By: Linus Torvalds (torvalds.delete@this.linux-foundation.org), April 3, 2021 2:22 pm
Room: Moderated Discussions
sr (nobody.delete@this.nowhere.com) on April 3, 2021 12:39 pm wrote:
>
> It's not about dirtying cachelines, it's about sharing critical section data.
sr, I understand transactional memory. Really. I do.
You're ignoring the big elephant in the room that I've pointed to over and over and over again: your theoretical arguments are pure and utter garbage in reality.
It's not "99.999% unmodified and only 0.001% data changes". That's your made-up dream world.
It's "real loads tend to actually change the same data".
I realize that you may have been fooled by various made-up benchmarks where you use some random distribution and "prove" that transactional memory works.
In real life, the access distribution isn't random. In real life, people hit on that same shared data all the time, and so you get a lot of conflicts. In real life, if you have that one big lock situation, then the locked section is often also so large that it won't fit in the transaction.
Just to make things really concrete, think about some "perfect" load for transactional memory, where you have hash lists, and you elide a lock around all the lookups and the modifications (because, let's face it, fine-grained locking is hard, particularly if you occasionally move elements around or have other ordering constraints).

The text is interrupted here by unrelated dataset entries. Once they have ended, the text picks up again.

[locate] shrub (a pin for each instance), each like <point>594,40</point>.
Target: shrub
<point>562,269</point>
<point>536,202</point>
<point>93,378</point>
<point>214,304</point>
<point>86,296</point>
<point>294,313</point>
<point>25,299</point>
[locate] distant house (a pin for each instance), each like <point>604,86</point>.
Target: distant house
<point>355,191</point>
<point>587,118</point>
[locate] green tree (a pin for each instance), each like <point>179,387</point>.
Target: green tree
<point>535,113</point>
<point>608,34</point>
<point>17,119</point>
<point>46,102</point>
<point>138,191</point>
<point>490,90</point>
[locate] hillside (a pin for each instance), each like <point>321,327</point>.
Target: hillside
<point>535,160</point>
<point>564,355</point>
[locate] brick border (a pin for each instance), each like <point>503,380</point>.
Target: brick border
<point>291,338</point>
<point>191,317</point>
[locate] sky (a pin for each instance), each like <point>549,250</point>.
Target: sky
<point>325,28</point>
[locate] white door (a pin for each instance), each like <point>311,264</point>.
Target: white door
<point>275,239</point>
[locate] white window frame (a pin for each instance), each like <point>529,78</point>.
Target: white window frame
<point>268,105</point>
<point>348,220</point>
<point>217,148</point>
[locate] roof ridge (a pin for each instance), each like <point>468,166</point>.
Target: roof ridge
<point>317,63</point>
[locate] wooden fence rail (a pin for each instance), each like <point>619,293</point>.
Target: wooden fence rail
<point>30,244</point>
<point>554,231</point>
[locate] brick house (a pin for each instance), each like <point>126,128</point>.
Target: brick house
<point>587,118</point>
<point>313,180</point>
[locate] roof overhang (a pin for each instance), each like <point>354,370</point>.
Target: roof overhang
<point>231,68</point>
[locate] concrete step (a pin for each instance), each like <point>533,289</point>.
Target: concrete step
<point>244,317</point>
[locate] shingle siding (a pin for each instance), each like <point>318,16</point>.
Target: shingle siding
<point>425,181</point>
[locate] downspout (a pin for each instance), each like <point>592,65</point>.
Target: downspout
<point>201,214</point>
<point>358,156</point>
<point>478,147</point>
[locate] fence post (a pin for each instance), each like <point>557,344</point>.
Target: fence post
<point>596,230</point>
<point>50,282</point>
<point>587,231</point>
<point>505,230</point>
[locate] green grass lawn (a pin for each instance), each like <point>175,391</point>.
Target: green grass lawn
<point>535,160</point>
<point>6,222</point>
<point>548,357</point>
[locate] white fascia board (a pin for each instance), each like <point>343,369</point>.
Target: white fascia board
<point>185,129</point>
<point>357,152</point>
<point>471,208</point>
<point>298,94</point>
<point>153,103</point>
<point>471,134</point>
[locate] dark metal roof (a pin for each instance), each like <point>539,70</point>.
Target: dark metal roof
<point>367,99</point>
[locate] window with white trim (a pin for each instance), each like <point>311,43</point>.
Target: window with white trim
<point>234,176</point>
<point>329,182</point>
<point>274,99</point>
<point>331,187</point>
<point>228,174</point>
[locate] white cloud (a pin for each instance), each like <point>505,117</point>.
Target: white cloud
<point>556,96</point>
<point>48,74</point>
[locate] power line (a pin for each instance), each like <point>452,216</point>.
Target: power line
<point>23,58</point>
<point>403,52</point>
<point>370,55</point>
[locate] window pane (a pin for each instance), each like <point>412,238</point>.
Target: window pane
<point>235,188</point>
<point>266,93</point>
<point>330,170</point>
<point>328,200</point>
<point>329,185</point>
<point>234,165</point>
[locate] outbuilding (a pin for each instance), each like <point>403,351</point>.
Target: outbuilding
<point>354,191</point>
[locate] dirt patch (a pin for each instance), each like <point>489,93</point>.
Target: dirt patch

Because the data elements are hashed, you expect that there will be very few actual data conflicts, and generally modifications are much less common than lookups anyway, so even if you end up touching the same data, it will mostly be a read-read that won't cause a conflict and an abort.
So this is basically the "wet dream" situation for transactional memory, where you expect to be able to do almost everything with nary a conflict in sight, and hopefully the operations you do on it are also small enough that you're not going to be anywhere near the capacity limits either.
And guess what? In real life, a lot of those loads also want to have basic statistics, and do things like success/fail ratios for how often the hash queue lookups actually hit in that hash, or just keep track of things like the queue length in order to dynamically resize the hash when required - etc etc.
And suddenly, those will all be globals that the lock you tried to elide protected, and the whole "a hash queue is distributed and we only touch 0.0001% of the data" is just a dream, because it turns out that every single lookup incremented that same single "success" counter.
Yeah, technically, that single counter is much much less than 0.001% of all the data. It's an absolutely miniscule part of your gigabytes of actual data. That doesn't help now, does it?
And then you realize that hey, not only did you have those globals, you also have a lot of false sharing, because any insertion onto a hash queue will change just one word, but it turns out that word was right next to the other seven hash queue pointer buckets that were in that same cacheline, and that first cacheline of the queue is also exactly the cacheline that all the lookups start out with.
So now that 0.001% - which was probably an optimistic and unrealistic number to begin with - was actually off by an order of magnitude just due to false sharing issues. But hey, hash queue modifications are rare, right? Yeah, sometimes they are. Not always.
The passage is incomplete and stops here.